Esta crise, contudo, também constitui uma enorme ameaça para a ordem interna dos Estados europeus e para a coesão e estabilidade da própria União. A Alemanha, por exemplo, estima acolher este ano perto de 800 mil refugiados, o que corresponde a 1% da sua população total. 1% pode não parecer muito, mas é 1% este ano, a juntar-se aos mais de 10% de imigrantes que já residem no país, e com mais para vir nos próximos anos. Um influxo desta magnitude tem consequências profundas no tecido sociocultural de um país, e iludem-se aqueles que acham que tanta gente em tão pouco tempo pode ser absorvida pelas sociedades de acolhimento sem problemas.

É que, por mais que os defensores do multiculturalismo se recusem a admiti-lo, a verdade é que muita gente (e será optimista, talvez até demasiado, achar que não são a maioria) se sente desconfortável quando deixa de percepcionar a sua cultura como hegemónica no seu país de origem. As imagens de alemães e austríacos a distribuírem água e comida e a aplaudirem a chegada dos refugiados pode ser reconfortante para quem considera (como eu considero) que isso é um passo na direcção certa, mas não nos pode fazer esquecer que convive com a subida de partidos com mensagens anti-imigração na Suécia, Hungria, Dinamarca, França e Finlândia. E este, ao contrário dos aplausos e da distribuição de comida e cobertores, não é um fenómeno pontual que se verifica como resposta emotiva a uma crise ─ pelo contrário, tem sido estável e constante ao longo dos últimos anos.

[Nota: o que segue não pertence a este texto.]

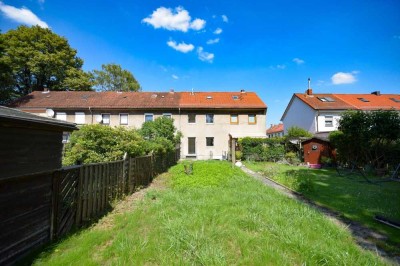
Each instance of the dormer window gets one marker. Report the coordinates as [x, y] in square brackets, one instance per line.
[363, 100]
[326, 99]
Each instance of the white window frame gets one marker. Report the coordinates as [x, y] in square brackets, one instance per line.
[194, 119]
[61, 116]
[210, 123]
[127, 119]
[147, 114]
[103, 120]
[80, 118]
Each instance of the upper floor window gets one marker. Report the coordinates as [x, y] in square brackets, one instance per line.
[105, 119]
[148, 117]
[235, 119]
[123, 119]
[329, 121]
[80, 118]
[209, 118]
[191, 118]
[252, 119]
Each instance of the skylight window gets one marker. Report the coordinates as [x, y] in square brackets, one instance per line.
[363, 100]
[326, 99]
[395, 100]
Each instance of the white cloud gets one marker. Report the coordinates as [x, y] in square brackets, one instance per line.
[218, 31]
[344, 78]
[205, 56]
[174, 19]
[213, 41]
[298, 61]
[22, 15]
[181, 47]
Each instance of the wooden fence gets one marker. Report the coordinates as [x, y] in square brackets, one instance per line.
[36, 209]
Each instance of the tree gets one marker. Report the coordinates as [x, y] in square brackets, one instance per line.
[113, 78]
[38, 59]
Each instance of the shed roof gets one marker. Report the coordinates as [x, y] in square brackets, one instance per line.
[12, 116]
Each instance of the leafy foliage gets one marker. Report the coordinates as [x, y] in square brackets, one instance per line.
[368, 137]
[113, 78]
[37, 58]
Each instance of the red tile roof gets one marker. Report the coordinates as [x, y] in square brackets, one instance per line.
[139, 100]
[351, 101]
[275, 129]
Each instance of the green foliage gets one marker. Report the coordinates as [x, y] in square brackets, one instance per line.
[258, 149]
[112, 77]
[38, 58]
[368, 137]
[98, 143]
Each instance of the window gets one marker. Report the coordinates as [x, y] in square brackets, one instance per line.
[148, 117]
[105, 119]
[209, 119]
[123, 119]
[252, 119]
[191, 118]
[235, 119]
[61, 116]
[191, 145]
[167, 115]
[209, 141]
[329, 121]
[80, 118]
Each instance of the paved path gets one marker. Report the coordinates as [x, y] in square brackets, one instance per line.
[364, 236]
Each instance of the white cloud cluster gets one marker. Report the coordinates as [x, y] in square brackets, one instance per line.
[213, 41]
[218, 31]
[204, 56]
[344, 78]
[174, 19]
[181, 47]
[22, 15]
[298, 61]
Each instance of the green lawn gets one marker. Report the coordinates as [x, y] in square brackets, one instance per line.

Se o potencial para tensões sociais já é à partida enorme, ele é ainda exacerbado pelo facto de, apesar das muitas mulheres e crianças, o actual fluxo de migrantes ser maioritariamente constituído por homens jovens, com um quadro cultural e de valores muito diferente do das sociedades de acolhimento, e muitas vezes com um background marcado por situações traumáticas de violência. Isto cria condições para simultaneamente exponenciar o sentimento dos "nativos" de que estão sob ataque por uma horda de invasores percepcionados como agressivamente diferentes, e fomentar uma mentalidade de gueto e de "auto-protecção" entre os recém-chegados, dois fenómenos que se retroalimentam.

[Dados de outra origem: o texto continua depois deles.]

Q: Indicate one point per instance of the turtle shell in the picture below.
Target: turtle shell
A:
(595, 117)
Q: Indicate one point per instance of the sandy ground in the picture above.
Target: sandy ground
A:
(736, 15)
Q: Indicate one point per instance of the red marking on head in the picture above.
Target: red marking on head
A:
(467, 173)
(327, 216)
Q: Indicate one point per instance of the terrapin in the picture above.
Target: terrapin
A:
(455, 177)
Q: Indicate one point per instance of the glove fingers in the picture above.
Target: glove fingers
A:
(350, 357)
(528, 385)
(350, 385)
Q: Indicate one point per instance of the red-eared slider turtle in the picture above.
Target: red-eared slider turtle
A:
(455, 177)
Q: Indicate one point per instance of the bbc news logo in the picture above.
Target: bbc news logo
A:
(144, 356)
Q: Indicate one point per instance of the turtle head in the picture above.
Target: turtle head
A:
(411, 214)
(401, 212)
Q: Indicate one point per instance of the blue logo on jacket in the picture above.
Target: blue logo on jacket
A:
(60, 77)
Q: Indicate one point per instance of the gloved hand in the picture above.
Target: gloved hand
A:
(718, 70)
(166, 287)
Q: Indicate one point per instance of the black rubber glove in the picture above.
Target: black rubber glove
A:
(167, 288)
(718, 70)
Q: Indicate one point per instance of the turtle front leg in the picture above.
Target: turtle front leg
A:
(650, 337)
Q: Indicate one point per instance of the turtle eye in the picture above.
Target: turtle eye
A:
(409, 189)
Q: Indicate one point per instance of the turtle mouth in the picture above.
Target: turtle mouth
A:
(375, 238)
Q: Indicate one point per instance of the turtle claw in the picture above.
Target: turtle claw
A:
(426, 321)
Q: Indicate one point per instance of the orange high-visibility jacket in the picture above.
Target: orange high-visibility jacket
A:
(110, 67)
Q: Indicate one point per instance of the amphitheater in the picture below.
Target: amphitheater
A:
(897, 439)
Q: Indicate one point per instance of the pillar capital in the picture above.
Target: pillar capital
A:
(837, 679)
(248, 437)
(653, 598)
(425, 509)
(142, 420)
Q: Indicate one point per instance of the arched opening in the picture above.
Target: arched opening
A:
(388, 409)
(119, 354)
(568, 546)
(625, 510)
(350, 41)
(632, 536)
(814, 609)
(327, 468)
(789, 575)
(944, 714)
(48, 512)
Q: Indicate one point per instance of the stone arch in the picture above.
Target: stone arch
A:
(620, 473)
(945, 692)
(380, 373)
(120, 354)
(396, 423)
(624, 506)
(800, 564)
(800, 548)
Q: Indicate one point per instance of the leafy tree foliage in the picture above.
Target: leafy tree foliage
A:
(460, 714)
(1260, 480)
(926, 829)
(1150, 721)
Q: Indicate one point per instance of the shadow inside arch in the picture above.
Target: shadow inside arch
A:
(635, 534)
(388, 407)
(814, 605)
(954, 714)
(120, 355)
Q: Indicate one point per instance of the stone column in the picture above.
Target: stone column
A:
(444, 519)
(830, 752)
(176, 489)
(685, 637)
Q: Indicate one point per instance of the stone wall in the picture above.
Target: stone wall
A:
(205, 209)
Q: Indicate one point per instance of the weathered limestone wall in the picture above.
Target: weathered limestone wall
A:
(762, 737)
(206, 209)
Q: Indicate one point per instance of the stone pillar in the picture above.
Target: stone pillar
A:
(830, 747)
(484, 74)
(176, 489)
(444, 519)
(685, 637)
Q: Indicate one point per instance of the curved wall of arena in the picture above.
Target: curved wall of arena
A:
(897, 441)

A questão da forma como os migrantes são recebidos à chegada ao espaço europeu torna-se assim crucial se se espera gerir este sempre difícil e problemático processo da melhor maneira. Se forem bem recebidos, ganhar-se-á um vasto capital de gratidão que tenderá a marcar toda a sua relação com o país de acolhimento e com o espaço europeu em geral. Se não, sentir-se-ão indesejáveis à partida, e tenderão a enquadrar-se no modelo comportamental do "outsider", estabelecendo desde o primeiro momento uma relação emocional negativa com o espaço europeu e com a sociedade de acolhimento, e tendencialmente reforçando valores e componentes culturais contrárias ao quadro europeu como forma de afirmação de uma identidade oposta ao arquétipo promovido pela sociedade que os rejeita.

A dimensão humanitária da crise dos migrantes é premente, mas qualquer resposta por parte da UE a este problema não pode ser desligada do impacto que terá nas sociedades europeias. Para que a Europa possa dar uma resposta positiva a esta crise (e simultaneamente aproveitar a oportunidade que ela representa), é fundamental alterar radicalmente a forma como os migrantes estão a ser recebidos à chegada à União. Caso contrário, estar-se-á apenas a lançar as sementes de crises futuras ─ desta feita no interior do espaço europeu, e já não às suas portas.